DESCRIPTION OF SYMBOLS 10 Glass plate 12 Resin layer 14 Composite 18 Thin glass substrate 20 Laminated body 30 Roll brush 32 Dripping apparatus 36 Conveyance roller

Claims (7)

A method for regenerating a glass plate that removes a resin layer formed on the glass plate,
A removal step of removing the resin layer formed on the glass plate by a roll brush using an abrasive;
And a polishing step of polishing the surface of the glass plate from which the resin layer has been removed, from which the resin layer has been removed.   The method for regenerating a glass plate according to claim 1, wherein a scratching step for scratching the surface of the resin layer is performed prior to the removing step.   The method for regenerating a glass plate according to claim 1 or 2, wherein a wire diameter of the roll brush is 0.2 mm or more.   The said removal process removes the said resin layer using the slurry which disperse | distributed the said abrasive | polishing agent, and the density | concentration of the abrasive | polishing agent in the said slurry is 10 mass% or more. A method for regenerating a glass plate according to 1.   The method for regenerating a glass plate according to claim 1, wherein the resin layer is made of a silicone resin. The silicone resin is a cured product of addition reaction type silicone,
This addition reaction type silicone is a curable silicone resin composition containing the following linear organopolysiloxane (a) and the following linear organopolysiloxane (b) (linear organopolysiloxane (a): an alkenyl group. Linear organopolysiloxane having at least two molecules per molecule Linear organopolysiloxane (b): a linear organopolysiloxane having at least three hydrogen atoms bonded to silicon atoms, and having silicon atoms A linear organopolysiloxane in which at least one hydrogen atom bonded to is present on the silicon atom at the molecular end).

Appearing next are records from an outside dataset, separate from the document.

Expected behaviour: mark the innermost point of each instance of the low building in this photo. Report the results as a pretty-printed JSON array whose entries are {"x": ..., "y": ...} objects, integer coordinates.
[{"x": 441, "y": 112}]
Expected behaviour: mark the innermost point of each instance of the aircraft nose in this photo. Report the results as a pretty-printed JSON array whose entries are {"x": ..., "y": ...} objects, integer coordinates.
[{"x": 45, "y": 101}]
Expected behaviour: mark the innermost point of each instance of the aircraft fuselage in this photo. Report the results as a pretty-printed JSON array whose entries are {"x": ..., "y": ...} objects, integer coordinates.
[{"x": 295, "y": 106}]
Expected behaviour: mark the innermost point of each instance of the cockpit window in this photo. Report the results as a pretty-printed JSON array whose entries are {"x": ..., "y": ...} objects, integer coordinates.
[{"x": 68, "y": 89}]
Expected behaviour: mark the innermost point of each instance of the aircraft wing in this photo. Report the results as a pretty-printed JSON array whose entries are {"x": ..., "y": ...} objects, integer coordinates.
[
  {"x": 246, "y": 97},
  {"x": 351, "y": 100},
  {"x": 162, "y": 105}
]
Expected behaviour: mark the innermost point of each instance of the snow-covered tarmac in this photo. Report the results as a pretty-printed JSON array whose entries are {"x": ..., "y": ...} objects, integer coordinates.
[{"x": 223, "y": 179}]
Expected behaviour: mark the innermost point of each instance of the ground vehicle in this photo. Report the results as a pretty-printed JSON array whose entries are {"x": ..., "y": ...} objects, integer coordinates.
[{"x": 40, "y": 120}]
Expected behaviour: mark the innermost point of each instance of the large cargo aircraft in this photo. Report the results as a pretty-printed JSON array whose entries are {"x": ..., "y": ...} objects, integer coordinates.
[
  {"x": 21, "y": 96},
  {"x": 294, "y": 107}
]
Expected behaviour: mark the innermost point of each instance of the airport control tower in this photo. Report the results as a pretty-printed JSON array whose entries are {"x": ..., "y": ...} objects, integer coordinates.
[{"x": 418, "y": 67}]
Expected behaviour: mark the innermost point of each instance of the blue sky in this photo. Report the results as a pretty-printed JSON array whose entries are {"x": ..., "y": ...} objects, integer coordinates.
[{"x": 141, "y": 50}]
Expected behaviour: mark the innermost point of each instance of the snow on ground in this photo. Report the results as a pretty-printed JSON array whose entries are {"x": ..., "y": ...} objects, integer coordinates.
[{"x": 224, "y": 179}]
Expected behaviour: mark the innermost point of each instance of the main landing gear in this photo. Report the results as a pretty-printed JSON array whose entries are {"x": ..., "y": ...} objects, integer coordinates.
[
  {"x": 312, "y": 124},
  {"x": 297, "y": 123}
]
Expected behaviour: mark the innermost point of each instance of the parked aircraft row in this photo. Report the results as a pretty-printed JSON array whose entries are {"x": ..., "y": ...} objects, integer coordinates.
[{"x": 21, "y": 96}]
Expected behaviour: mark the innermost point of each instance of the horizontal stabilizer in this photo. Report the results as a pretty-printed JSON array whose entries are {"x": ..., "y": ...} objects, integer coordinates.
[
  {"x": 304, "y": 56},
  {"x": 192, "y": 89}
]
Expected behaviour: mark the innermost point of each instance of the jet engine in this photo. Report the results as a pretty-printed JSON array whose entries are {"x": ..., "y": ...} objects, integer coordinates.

The method for regenerating a glass plate according to claim 5, wherein the resin layer is a cured silicone resin layer formed by curing the curable silicone resin composition on the surface of the glass plate. A glass plate recycling apparatus for removing a resin layer formed on a glass plate,
A roll brush, a transport means for relatively transporting the roll brush and a glass plate having a resin layer, and at least a resin layer of the glass plate upstream from the roll brush in relative transport by the roll brush and the transport means On the other hand, there is an abrasive supply means for supplying a slurry containing an abrasive, and a removing device for removing the resin layer formed on the glass plate;
A glass plate recycling apparatus comprising: a polishing device for polishing a resin layer removal surface of the glass plate from which the resin layer has been removed by the removing device.